“I didn’t realize this until after I actually started playing the damn game a week after launch.”
I enjoy how it sounds like the guy didn’t even start out by playing the game, but rather started modding right away. I do get that. The coding itself is fun.
But yeah, the guy could also be making an own game, if it was just about the coding. At some point, you do want your mod to be part of a game worth playing.
Modding an existing game is rarely comparable to the complexity of creating the game from scratch.
Adding assets and changing dialigue in and existing dialoge framework are accessible to a lot of people who are not up to designing physics and hitboxes. AAA titles require vast teams of people to get the skeleton and muscles of the game right, and mods are generally the hair coloring and nail polish.
That isn’t to say creating mods is inherently easy or anything, but it is tweaking an existing thing and not comparable to building it from scratch.
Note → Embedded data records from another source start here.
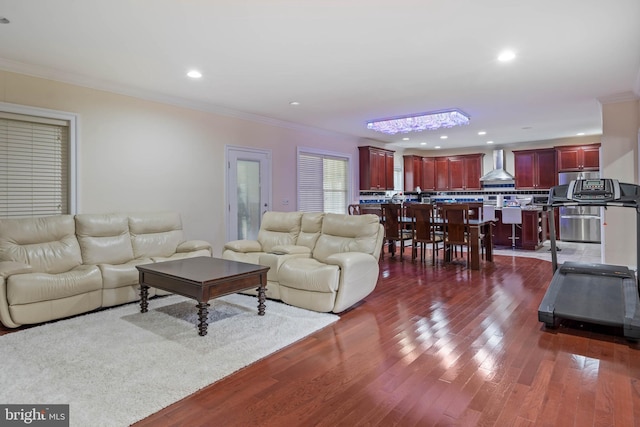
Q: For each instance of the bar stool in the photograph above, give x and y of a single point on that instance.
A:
(512, 215)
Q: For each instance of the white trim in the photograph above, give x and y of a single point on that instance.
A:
(72, 119)
(618, 97)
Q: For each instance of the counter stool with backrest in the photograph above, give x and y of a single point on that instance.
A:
(456, 226)
(354, 210)
(512, 215)
(424, 231)
(394, 230)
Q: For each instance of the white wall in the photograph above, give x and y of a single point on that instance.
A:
(138, 155)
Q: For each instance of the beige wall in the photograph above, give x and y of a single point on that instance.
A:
(619, 159)
(138, 155)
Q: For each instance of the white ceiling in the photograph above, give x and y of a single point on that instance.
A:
(346, 62)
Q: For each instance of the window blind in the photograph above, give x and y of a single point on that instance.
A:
(322, 183)
(34, 166)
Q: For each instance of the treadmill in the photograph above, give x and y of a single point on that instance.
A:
(595, 293)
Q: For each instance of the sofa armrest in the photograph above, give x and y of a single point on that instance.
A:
(243, 246)
(193, 246)
(348, 259)
(290, 250)
(358, 277)
(8, 268)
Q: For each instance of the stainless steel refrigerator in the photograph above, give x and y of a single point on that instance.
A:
(579, 223)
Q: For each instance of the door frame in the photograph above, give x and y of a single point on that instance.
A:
(249, 153)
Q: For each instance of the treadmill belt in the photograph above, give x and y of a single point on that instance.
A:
(589, 298)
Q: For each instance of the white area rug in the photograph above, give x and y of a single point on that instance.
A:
(118, 366)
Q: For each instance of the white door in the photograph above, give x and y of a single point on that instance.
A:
(248, 191)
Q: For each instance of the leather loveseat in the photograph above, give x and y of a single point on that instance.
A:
(321, 262)
(58, 266)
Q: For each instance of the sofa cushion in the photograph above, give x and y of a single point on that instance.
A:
(48, 243)
(35, 287)
(104, 238)
(155, 234)
(279, 228)
(310, 229)
(309, 274)
(347, 233)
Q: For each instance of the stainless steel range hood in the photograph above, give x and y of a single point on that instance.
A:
(498, 173)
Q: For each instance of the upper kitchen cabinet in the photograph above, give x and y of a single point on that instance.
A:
(412, 172)
(535, 169)
(441, 173)
(578, 158)
(428, 173)
(376, 168)
(465, 172)
(419, 172)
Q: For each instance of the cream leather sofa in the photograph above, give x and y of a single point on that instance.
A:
(321, 262)
(59, 266)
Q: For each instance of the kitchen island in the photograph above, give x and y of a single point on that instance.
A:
(531, 233)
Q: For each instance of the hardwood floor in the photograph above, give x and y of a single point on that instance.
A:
(434, 346)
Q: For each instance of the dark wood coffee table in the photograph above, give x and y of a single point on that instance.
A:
(202, 279)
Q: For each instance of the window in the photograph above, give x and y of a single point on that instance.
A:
(36, 162)
(323, 181)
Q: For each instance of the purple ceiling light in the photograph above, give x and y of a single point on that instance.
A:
(420, 122)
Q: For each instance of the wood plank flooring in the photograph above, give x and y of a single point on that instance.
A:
(434, 346)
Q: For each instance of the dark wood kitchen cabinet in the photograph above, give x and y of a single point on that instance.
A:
(376, 168)
(535, 169)
(465, 172)
(577, 158)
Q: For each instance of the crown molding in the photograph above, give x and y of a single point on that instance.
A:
(117, 88)
(619, 97)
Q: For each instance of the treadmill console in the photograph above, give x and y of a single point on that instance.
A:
(594, 190)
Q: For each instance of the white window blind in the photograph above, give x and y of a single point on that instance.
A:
(34, 166)
(322, 183)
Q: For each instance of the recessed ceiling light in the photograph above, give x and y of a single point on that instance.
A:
(506, 56)
(194, 74)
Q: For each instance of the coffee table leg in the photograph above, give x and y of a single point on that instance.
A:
(203, 314)
(144, 296)
(261, 299)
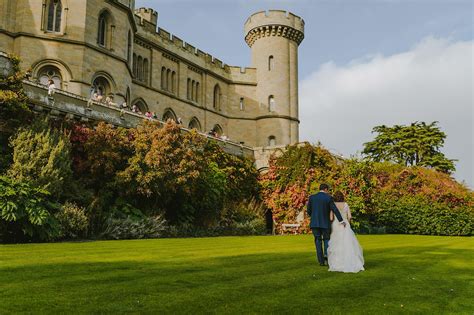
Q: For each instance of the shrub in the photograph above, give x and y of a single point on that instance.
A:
(25, 212)
(417, 215)
(41, 156)
(73, 220)
(129, 228)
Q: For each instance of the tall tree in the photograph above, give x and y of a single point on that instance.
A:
(416, 144)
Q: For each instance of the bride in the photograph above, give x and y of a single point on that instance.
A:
(344, 251)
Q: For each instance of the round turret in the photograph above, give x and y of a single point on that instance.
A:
(274, 37)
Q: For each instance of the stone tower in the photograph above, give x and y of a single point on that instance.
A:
(274, 37)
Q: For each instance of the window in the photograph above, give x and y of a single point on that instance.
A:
(271, 103)
(169, 114)
(271, 141)
(129, 47)
(270, 63)
(173, 82)
(188, 90)
(197, 92)
(134, 65)
(195, 124)
(102, 30)
(145, 70)
(217, 97)
(101, 86)
(163, 78)
(50, 73)
(54, 16)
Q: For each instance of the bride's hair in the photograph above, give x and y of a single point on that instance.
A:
(338, 196)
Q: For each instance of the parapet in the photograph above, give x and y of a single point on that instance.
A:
(148, 15)
(274, 23)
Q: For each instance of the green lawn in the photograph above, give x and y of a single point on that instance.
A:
(269, 274)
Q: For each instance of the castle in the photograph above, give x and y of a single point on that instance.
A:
(110, 48)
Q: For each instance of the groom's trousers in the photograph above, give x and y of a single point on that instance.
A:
(321, 235)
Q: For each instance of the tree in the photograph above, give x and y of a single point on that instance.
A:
(416, 144)
(41, 155)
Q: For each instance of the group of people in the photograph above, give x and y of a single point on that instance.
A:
(336, 243)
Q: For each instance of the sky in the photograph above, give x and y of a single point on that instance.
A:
(362, 63)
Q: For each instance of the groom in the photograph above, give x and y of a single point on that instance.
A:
(319, 207)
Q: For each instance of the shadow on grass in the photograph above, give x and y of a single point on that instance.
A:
(248, 283)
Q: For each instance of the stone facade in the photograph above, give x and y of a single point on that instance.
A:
(108, 46)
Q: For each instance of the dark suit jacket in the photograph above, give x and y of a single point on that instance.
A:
(319, 207)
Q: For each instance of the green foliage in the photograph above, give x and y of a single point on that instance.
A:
(416, 144)
(14, 110)
(26, 212)
(417, 215)
(41, 155)
(130, 228)
(73, 221)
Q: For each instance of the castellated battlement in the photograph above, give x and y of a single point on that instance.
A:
(147, 14)
(274, 23)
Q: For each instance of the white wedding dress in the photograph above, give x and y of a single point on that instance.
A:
(344, 251)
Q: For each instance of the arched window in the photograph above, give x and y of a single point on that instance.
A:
(188, 90)
(141, 105)
(218, 130)
(173, 82)
(271, 141)
(195, 124)
(197, 92)
(54, 16)
(50, 73)
(145, 70)
(217, 97)
(169, 114)
(101, 86)
(102, 30)
(270, 63)
(129, 47)
(271, 103)
(168, 79)
(134, 65)
(140, 68)
(163, 78)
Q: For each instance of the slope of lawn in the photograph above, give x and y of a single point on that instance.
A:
(414, 274)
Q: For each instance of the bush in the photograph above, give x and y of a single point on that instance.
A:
(129, 228)
(25, 212)
(73, 221)
(41, 155)
(416, 215)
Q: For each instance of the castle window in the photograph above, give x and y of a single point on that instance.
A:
(102, 30)
(163, 78)
(140, 68)
(173, 82)
(197, 92)
(169, 114)
(101, 86)
(134, 65)
(54, 16)
(50, 73)
(145, 70)
(129, 47)
(271, 141)
(271, 103)
(217, 97)
(194, 124)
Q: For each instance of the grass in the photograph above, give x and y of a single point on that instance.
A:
(268, 274)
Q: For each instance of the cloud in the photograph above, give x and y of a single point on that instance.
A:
(433, 81)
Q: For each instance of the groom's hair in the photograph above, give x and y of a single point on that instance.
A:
(324, 187)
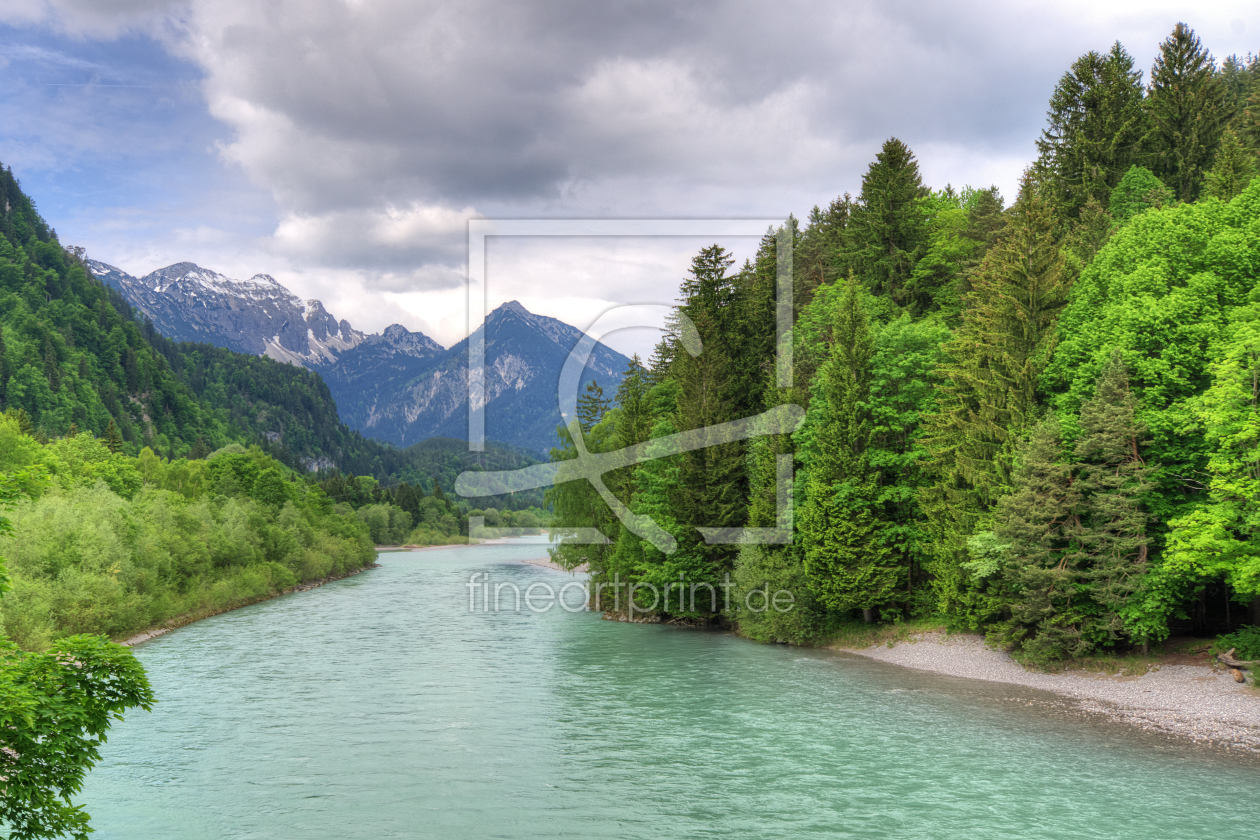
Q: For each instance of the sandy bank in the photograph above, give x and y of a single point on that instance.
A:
(1185, 700)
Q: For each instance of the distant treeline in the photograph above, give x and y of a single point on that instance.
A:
(1041, 421)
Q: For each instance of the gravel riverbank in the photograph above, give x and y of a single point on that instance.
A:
(1185, 700)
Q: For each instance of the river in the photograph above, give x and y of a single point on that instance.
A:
(382, 707)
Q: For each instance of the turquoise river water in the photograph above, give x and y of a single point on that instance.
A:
(382, 707)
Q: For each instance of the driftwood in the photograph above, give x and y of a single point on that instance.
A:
(1229, 661)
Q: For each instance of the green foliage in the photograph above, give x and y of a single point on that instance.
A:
(848, 561)
(888, 226)
(990, 372)
(1232, 169)
(54, 712)
(1096, 129)
(112, 544)
(1138, 190)
(1244, 641)
(1072, 532)
(1188, 106)
(1041, 422)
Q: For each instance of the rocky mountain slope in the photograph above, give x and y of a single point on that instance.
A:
(523, 358)
(258, 315)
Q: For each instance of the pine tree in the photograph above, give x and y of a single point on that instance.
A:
(1111, 477)
(1232, 169)
(4, 367)
(992, 369)
(112, 437)
(591, 406)
(635, 423)
(1037, 527)
(1188, 106)
(52, 370)
(819, 248)
(847, 561)
(712, 481)
(1096, 129)
(887, 227)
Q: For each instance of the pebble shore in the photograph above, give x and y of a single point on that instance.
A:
(1191, 702)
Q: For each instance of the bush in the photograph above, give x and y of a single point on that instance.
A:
(1245, 644)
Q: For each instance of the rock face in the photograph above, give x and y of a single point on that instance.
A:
(400, 385)
(258, 315)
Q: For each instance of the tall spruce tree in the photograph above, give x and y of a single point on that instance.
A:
(1188, 106)
(848, 563)
(4, 368)
(1096, 129)
(112, 437)
(712, 488)
(1110, 479)
(1138, 190)
(819, 248)
(887, 227)
(990, 373)
(1037, 527)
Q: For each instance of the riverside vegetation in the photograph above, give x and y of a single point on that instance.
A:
(1040, 421)
(149, 481)
(1037, 421)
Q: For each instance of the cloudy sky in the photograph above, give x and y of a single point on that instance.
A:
(342, 145)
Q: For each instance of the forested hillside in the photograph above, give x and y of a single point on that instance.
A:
(1037, 420)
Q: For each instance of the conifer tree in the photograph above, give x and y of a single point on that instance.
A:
(1138, 190)
(992, 369)
(1232, 169)
(4, 367)
(52, 370)
(887, 227)
(1096, 129)
(1111, 477)
(1037, 525)
(712, 481)
(1188, 106)
(846, 557)
(591, 406)
(819, 249)
(112, 437)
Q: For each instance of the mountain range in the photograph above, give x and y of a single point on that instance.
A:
(397, 385)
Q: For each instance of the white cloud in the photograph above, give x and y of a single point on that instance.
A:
(378, 129)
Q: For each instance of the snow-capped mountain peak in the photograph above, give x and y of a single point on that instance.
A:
(257, 315)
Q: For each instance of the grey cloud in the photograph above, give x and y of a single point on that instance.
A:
(379, 126)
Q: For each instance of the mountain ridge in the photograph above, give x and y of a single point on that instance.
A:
(397, 385)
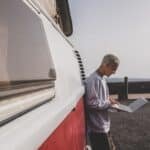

Sure, but some game engines out there do give you quite a bit to work with, too.
And well, I was talking specifically about the guy enjoying the coding without necessarily caring about the end result (like he’d do, if he patched up Starfield without enjoying the game).
If that were the case, even designing the physics can be a fun riddle.That is a teensy-tiny problem compared to what has to be done to make a game like Starfield. Go look at the credits. Now understand that each of those teams had weeks or even months where they worked 60-80 hours to solve problems or design things or write or rewrite the story to fit a problem that the programmers can’t solve. Now, imagine putting all that work on one dev or even a tiny dev team. And now you know why the market isn’t flooded by indie dev games of this size and complexity. There is a reason why so many people involved in games burn out quickly - they are often ground down by the grueling work.
You are also conflating ability to do one thing really well with being able to do all things really well.